Signing Terrell Owens was the ultimate win-now move, but a good short-term fix for an offense in desperate need of more points and production. The Bills' reworked offensive line remains a work in progress, but the season should rise or fall on the progress Trent Edwards makes in his second full season as a starter, and the development of offensive coordinator Turk Schonert as a play-caller. If both aren't markedly better, the Bills will stretch the AFC's longest playoff drought to a decade.
NFC
• New Orleans -- When I project the last-place Saints to make the jump to the 2009 playoffs, I'm counting on more than the NFC South's penchant to reshuffle itself almost each and every season. The defensive improvement I foresaw for New Orleans last season never materialized, as a wave of injuries and the same old propensity to allow the big play doomed Sean Payton's club to the fate of losing a series of high-scoring games.
But the Saints offense is special (a league-high 463 points), and with six of its eight losses by a combined 18 points, New Orleans was tantalizingly close to winning and winning big. Can't win big if your defense gives up 24.6 points per game, you say? Tell that to Arizona, which won the NFC despite a defense that allowed 26.6 per game. The Saints hired veteran defensive coordinator Gregg Williams to fix the problem, and I think it'll be remembered as one of the most pivotal moves of the NFL's offseason.
• Dallas -- There are no two ways around it: The Cowboys underachieved mightily in 2008 and became a dysfunctional team in the locker room in the second half of last season. But only one of Dallas' losses came against a losing team, and that was at St. Louis in its first game without injured starting quarterback Tony Romo. Otherwise, the Cowboys lost to Pittsburgh, Arizona, Philly, Baltimore and the Giants -- the NFL's final four and its defending Super Bowl champion -- as well as to 8-8 Washington when the Commanders were rolling early.
Three reasons why the Cowboys will be better off in 2009 jump to mind: 1) Romo doesn't have to sweat the T.O. drama any more, and that's going to help his head and his game; 2) explosive running back/return man Felix Jones should play more than six games this time around; 3) the Cowboys improved their porous secondary both at cornerback and safety in free agency and the draft.
• San Francisco -- The 49ers finished the season at 5-2 in their last seven games under interim head coach Mike Singletary, and that's almost always going to earn you chic-pick, team-on-the-rise status heading into the following season.
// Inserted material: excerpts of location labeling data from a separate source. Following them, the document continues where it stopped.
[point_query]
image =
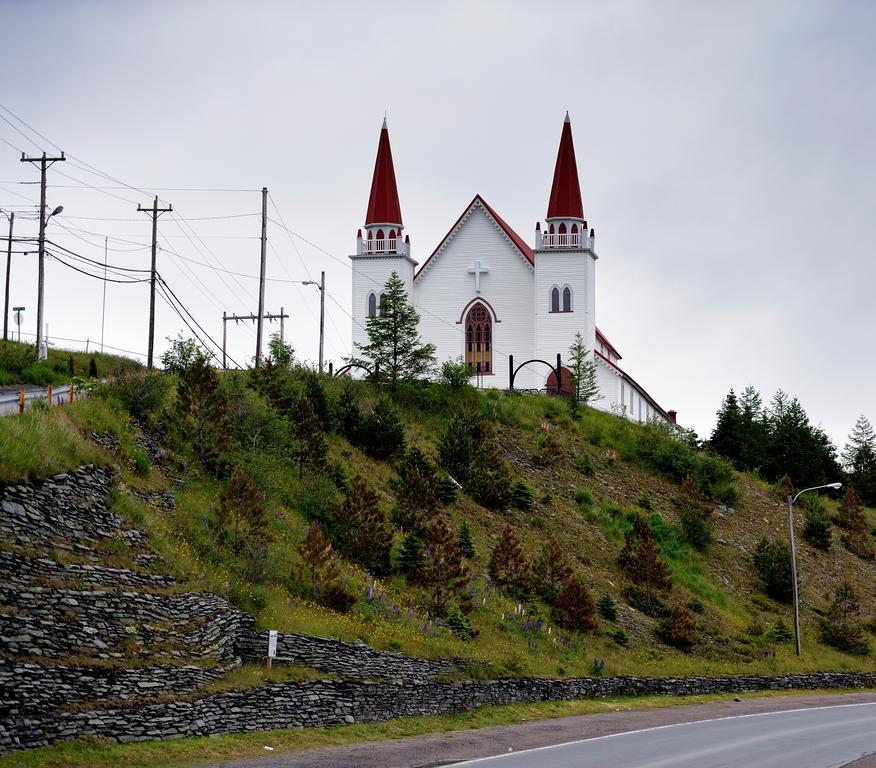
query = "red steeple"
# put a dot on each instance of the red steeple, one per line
(565, 202)
(383, 206)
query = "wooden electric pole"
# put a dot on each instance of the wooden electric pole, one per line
(8, 271)
(154, 212)
(45, 162)
(262, 276)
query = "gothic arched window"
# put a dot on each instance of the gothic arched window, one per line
(479, 339)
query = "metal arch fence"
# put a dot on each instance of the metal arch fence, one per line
(512, 372)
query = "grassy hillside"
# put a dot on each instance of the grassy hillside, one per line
(588, 479)
(18, 364)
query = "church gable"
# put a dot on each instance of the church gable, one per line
(507, 240)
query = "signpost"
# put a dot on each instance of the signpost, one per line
(272, 645)
(18, 311)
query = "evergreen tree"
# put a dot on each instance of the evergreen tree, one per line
(582, 368)
(727, 438)
(381, 432)
(509, 566)
(851, 516)
(317, 557)
(859, 456)
(641, 561)
(841, 627)
(442, 572)
(203, 408)
(394, 345)
(466, 544)
(459, 444)
(574, 609)
(363, 535)
(551, 571)
(242, 514)
(416, 485)
(310, 444)
(411, 555)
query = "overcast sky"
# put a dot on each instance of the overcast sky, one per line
(725, 150)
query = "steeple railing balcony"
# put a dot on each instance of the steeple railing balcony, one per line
(564, 240)
(384, 245)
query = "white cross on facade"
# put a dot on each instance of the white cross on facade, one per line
(476, 269)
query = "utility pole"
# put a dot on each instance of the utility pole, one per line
(45, 162)
(8, 271)
(262, 276)
(154, 212)
(237, 318)
(321, 287)
(103, 311)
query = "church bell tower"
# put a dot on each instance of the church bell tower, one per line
(565, 262)
(382, 249)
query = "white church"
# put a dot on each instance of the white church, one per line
(484, 294)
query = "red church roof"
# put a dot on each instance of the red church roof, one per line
(518, 241)
(383, 206)
(565, 199)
But there is something about Singletary's old-school approach that seems to be exactly what the lackadaisical 49ers have lacked in recent years. He doesn't seem to suffer fools or sloppiness too well, and those are two things that have not been in short supply in San Francisco for a while now.
Whether or not the 49ers have enough quality quarterbacking to make their first playoff appearance since 2002 remains a question, but let's not lose sight of something here. The NFC West's past three champions have gone 9-7 (Arizona in 2008), 10-6 and 9-7 (Seattle in 2007 and 2006), so it's not going to take a quantum leap for San Francisco (7-9 last year) to scale that particular mountain.